Staff Sgt. Salvatore Giunta… An American Hero
Staff Sergeant Salvatore Giunta, 25, has become the first living recipient to receive the Medal of Honor from the Iraq and Afghanistan wars. The Medal of Honor is the highest award for valor in action against an enemy force that can be given to an individual in the U.S. Army. Although there have been six other Medals of Honor awarded from the Afghanistan and Iraq wars, their awards were posthumous.
Sgt. Giunta received the award for his actions in response to an ambush in Afghanistan’s dangerous Korengal Valley on Oct. 25, 2007. Two U.S. soldiers were killed in the ambush and several others were wounded.
Salvatore Giunta was working nights at Subway in Iowa when he saw a commercial on television for the Army. He decided to join. His first posting was in Zabul, Afghanistan with the 173rd and Battle Company. He had signed up for four years. When his tour was up he was stationed in the Korengal Valley in Afghanistan, located south of the Pech River in the Pech District of Kunar Province in northeastern Afghanistan. He was unable to leave the Army even though his tour was up because of the military’s Stop-Loss policy. Stop-Loss is a term used by the military. It is the involuntary extension of a service member’s active duty service under the enlistment contract in order to retain them beyond their initial end of term of service (ETS) date and up to their contractually agreed end of obligated service (EOS).

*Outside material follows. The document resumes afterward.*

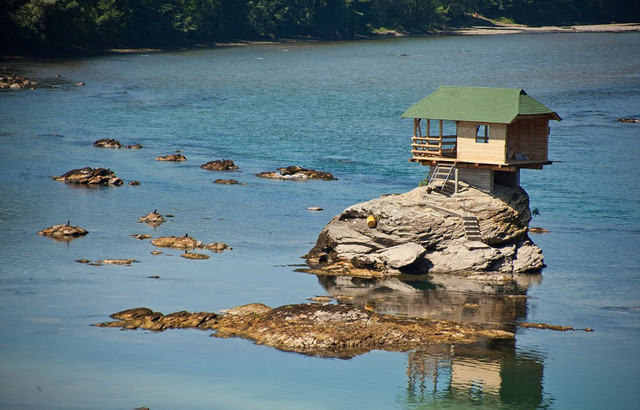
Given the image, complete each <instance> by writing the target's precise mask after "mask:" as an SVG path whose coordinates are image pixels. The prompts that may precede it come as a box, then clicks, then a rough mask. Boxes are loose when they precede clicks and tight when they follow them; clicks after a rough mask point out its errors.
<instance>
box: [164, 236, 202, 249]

Sgt. Giunta was serving at the time as a team leader in Company B, 2nd Battalion, 503rd Infantry Regiment when his squad was ambushed by insurgents, according to an account provided by the Army. His rank was specialist at the time. His squad was involved with Operation Rock Avalanche, a multiple-company mission that ran Oct. 19-25 in the Chapa Dara, Korengal, Shuryak and Pech river valleys.
Via USA Today –
Intense enemy fire from insurgents split Giunta’s team from the rest of his squad. Giunta was knocked down when a bullet hit him in his armored chest plate. He immediately charged straight into enemy fire in order to pull a comrade back to cover. As he attempted to link his team with the rest of the squad, he saw insurgents drag a badly wounded colleague off the battlefield. Tossing hand grenades, Giunta charged the enemy, killing one insurgent and wounding another. He recovered the colleague and immediately began providing first aid. The soldier later died from his wounds.

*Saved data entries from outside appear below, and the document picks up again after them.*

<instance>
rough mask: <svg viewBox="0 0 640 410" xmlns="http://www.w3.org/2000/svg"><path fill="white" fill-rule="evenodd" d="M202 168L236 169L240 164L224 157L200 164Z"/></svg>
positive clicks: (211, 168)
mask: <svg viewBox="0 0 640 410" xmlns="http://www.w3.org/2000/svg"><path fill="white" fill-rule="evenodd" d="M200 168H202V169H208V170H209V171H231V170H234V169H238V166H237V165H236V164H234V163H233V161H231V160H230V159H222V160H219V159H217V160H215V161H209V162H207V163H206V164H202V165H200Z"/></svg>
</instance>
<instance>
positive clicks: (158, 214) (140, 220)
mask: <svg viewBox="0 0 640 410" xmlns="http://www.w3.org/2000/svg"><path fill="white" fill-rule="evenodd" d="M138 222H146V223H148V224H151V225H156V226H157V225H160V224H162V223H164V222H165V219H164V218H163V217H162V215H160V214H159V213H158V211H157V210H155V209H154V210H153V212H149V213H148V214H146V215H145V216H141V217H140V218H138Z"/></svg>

It was Giunta’s second tour of duty in Afghanistan. He had previously been awarded the Bronze Star.
Giunta has been quoted as saying of the night battle where he won his medal that “there were more bullets in the air than stars in the sky. A wall of bullets at every one at the same time with one crack and then a million other cracks afterwards. They’re above you, in front of you, behind you, below you. They’re hitting in the dirt early. They’re going over your head. Just all over the place. They were close—as close as I’ve ever seen.”
On Tuesday, November 16, President Obama formally presented Sgt. Giunta with the Medal of Honor. In brief comments after the ceremony, Giunta said that as much of an honor as the medal was, he would give it back in an instant in exchange for the lives of friends who died fighting in Afghanistan.
Sgt. Salvatore Giunta, Humble American Hero. God bless you and keep you, sir.